Kata orang, loving is giving. Jika kita mengasihi, otomatis kita akan memberi. Penulis kitab Ibrani menganjurkan dalam Ibrani 13:16, “Dan janganlah kamu lupa berbuat baik dan memberi bantuan, sebab korban-korban yang demikianlah yang berkenan kepada Allah.” Karena tahu memberi itu menyenangkan Allah, kita yang telah diselamatkan melakukannya sebagai cara untuk meluapkan rasa syukur atas cinta-Nya, untuk membalas segala kebaikan-Nya, bukan untuk mencari pahala. Jadi kita berbuat baik, termasuk dalam hal memberi, bukan untuk mencari muka atau untuk pencitraan. Karena itu, mestinya kita tidak akan terpengaruh oleh reaksi orang yang menerima kebaikan kita.
Entah mereka menunjukkan rasa terima kasih atau tidak, tidak menjadi masalah. Yang penting kita sudah menyenangkan Tuhan, dan melakukannya dengan sukacita. Sebagai penutup suratnya kepada jemaat Filipi, Paulus menasihatkan, “Hendaklah kebaikan hatimu diketahui semua orang” (Filipi 4:5a). Apakah artinya kita harus pamer ketika berbuat baik? Padahal Tuhan Yesus mengajarkan dalam Matius 6:3-4, “Tetapi jika engkau memberi sedekah, janganlah diketahui tangan kirimu apa yang diperbuat tangan kananmu. Hendaklah sedekahmu itu diberikan dengan tersembunyi, maka Bapamu yang melihat yang tersembunyi akan membalasnya kepadamu.” Jadi bagaimana seharusnya?

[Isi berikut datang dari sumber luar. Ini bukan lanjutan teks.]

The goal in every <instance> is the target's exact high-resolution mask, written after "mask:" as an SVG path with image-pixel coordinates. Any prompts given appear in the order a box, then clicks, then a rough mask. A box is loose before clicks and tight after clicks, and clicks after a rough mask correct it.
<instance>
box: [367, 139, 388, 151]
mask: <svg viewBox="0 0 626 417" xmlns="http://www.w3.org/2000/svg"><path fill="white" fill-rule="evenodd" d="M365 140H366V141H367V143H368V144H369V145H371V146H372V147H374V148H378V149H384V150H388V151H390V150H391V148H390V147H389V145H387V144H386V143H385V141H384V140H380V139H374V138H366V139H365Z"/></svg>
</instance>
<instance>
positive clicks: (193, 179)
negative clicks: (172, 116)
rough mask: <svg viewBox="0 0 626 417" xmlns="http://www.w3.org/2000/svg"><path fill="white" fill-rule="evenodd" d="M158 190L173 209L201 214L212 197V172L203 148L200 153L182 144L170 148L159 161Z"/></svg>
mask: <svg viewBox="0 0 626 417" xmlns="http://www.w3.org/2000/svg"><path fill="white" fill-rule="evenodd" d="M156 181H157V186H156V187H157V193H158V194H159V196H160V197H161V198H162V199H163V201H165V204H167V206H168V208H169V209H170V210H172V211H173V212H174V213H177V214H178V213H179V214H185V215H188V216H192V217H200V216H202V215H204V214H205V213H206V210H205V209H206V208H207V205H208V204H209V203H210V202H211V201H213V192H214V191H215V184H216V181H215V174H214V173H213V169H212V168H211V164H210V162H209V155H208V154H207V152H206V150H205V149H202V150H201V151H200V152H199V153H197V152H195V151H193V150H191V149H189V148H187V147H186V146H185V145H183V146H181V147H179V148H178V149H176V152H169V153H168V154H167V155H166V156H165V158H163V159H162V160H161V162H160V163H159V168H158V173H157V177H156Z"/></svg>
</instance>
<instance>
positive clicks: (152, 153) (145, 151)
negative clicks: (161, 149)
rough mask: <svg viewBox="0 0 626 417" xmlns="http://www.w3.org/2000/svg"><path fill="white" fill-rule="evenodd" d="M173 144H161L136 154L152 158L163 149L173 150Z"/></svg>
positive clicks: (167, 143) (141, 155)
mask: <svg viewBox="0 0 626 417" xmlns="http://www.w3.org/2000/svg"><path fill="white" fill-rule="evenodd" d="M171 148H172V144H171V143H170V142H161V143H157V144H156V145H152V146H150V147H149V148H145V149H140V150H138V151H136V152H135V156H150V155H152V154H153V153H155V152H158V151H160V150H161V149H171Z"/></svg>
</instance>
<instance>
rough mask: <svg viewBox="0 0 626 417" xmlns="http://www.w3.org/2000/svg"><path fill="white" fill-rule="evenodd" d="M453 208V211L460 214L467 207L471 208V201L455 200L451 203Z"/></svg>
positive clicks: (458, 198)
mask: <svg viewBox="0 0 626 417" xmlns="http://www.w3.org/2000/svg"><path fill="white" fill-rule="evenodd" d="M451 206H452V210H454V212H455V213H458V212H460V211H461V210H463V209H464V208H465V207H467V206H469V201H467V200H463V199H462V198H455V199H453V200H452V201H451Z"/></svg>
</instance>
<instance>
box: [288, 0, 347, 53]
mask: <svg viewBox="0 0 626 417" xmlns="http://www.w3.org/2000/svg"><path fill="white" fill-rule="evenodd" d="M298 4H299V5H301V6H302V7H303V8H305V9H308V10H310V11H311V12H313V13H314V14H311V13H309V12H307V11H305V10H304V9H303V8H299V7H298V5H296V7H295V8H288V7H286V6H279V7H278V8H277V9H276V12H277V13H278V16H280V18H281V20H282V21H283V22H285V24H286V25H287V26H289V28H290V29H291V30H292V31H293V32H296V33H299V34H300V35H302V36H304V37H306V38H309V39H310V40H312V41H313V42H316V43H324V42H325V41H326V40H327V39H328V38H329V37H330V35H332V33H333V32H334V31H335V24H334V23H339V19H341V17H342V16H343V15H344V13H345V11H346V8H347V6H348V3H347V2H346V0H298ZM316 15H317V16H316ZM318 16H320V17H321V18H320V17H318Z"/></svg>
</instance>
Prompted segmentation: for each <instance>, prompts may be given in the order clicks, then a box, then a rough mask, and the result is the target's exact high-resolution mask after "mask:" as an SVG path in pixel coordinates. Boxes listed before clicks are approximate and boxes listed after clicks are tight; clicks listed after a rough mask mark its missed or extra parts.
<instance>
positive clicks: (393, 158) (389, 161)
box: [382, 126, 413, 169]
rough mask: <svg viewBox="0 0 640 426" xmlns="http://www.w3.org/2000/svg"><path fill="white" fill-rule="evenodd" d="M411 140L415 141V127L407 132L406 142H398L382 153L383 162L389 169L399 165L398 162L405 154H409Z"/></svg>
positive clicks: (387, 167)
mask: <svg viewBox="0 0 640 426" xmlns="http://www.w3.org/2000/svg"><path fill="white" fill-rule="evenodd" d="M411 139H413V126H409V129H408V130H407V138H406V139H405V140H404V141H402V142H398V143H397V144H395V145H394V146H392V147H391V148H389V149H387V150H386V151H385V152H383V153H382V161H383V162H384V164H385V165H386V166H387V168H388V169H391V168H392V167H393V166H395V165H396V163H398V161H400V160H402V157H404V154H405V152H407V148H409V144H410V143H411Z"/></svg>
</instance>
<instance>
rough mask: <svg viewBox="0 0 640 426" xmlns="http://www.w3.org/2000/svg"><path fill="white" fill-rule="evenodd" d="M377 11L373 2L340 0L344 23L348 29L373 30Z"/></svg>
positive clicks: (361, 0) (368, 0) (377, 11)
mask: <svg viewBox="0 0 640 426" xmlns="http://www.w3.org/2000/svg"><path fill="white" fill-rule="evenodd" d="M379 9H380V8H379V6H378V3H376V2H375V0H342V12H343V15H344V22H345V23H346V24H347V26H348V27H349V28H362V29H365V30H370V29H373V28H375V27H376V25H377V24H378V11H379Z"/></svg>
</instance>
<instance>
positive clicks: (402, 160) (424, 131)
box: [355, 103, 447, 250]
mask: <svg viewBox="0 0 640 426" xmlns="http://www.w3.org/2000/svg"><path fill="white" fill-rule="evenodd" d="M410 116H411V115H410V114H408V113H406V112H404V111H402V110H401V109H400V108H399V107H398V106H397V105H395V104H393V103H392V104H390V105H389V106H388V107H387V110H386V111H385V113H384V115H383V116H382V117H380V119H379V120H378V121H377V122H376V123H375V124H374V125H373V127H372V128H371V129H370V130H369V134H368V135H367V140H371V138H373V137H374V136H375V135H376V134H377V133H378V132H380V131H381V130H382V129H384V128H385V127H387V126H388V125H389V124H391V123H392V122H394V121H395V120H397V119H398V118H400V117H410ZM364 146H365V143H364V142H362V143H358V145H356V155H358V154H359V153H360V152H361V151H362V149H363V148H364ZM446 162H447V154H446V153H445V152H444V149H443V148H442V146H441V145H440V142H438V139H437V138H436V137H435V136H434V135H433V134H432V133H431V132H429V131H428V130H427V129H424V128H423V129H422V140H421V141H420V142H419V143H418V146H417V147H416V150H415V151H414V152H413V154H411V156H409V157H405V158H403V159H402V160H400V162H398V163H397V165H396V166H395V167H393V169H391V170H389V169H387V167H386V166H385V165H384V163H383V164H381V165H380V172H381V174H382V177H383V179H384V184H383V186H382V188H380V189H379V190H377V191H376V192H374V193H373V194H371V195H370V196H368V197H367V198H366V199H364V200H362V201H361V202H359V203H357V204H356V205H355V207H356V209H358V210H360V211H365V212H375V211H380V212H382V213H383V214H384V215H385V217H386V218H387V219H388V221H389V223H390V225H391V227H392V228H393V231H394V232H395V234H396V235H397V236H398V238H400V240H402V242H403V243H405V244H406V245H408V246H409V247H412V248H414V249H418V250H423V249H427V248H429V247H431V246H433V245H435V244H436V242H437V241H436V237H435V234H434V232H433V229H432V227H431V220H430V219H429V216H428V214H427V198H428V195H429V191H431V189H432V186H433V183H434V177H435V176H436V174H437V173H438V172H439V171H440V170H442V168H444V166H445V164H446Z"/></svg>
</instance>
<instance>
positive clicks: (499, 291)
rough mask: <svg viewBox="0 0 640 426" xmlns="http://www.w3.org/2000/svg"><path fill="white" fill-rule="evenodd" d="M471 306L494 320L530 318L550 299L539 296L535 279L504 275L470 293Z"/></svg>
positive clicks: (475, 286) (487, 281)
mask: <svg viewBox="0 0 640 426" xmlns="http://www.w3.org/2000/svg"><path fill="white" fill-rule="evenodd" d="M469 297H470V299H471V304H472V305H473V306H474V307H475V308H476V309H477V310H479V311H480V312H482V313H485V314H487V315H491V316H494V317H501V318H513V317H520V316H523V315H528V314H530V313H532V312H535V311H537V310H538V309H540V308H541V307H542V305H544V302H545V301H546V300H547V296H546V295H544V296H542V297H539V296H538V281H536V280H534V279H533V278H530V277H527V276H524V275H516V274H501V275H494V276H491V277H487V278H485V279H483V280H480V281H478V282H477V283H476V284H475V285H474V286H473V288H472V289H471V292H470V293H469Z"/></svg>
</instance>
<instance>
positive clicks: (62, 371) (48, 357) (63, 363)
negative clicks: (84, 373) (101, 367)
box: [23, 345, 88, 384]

Filipi pasal 4 didahului permintaan Paulus kepada Euodia dan Sintikhe supaya sehati sepikir. Entah apa yang menjadi sumber pertengkaran mereka, tampaknya pertengkaran ini cukup memengaruhi kondisi jemaat Filipi. Jika sampai disebut namanya, tentunya kedua wanita ini memiliki kedudukan yang cukup terpandang di tengah jemaat. Bisa jadi mereka termasuk pimpinan atau mempunyai pengaruh yang luas. Kata “kebaikan hati” di ayat 5 ditafsirkan oleh NIV Study Bible (Barker et al. [ed.]. 1985) sebagai “gentleness”, kelemahlembutan. Kita tahu, dalam pertengkaran, emosi, terutama amarah sering kali berperan besar. Butuh pengendalian diri luar biasa untuk dapat tetap bersikap lemah lembut ketika menghadapi orang yang sedang marah.
Pengendalian diri seperti ini tentu tidak akan lolos dari pengamatan orang-orang di sekitarnya. Apalagi kedua tokoh ini orang terpandang. Teladan seperti apa yang akan dilihat oleh jemaat? Jadi kebaikan hati tidak harus selalu dikaitkan dengan tindakan memberi. Sikap kita ketika menghadapi emosi orang lain pun ikut menjadi kesaksian kita.
Apakah kita dapat tetap berkepala dingin, bersikap lemah lembut, dan tetap mau berbuat baik ketika menghadapi orang yang tidak tahu berterima kasih seperti kisah di atas?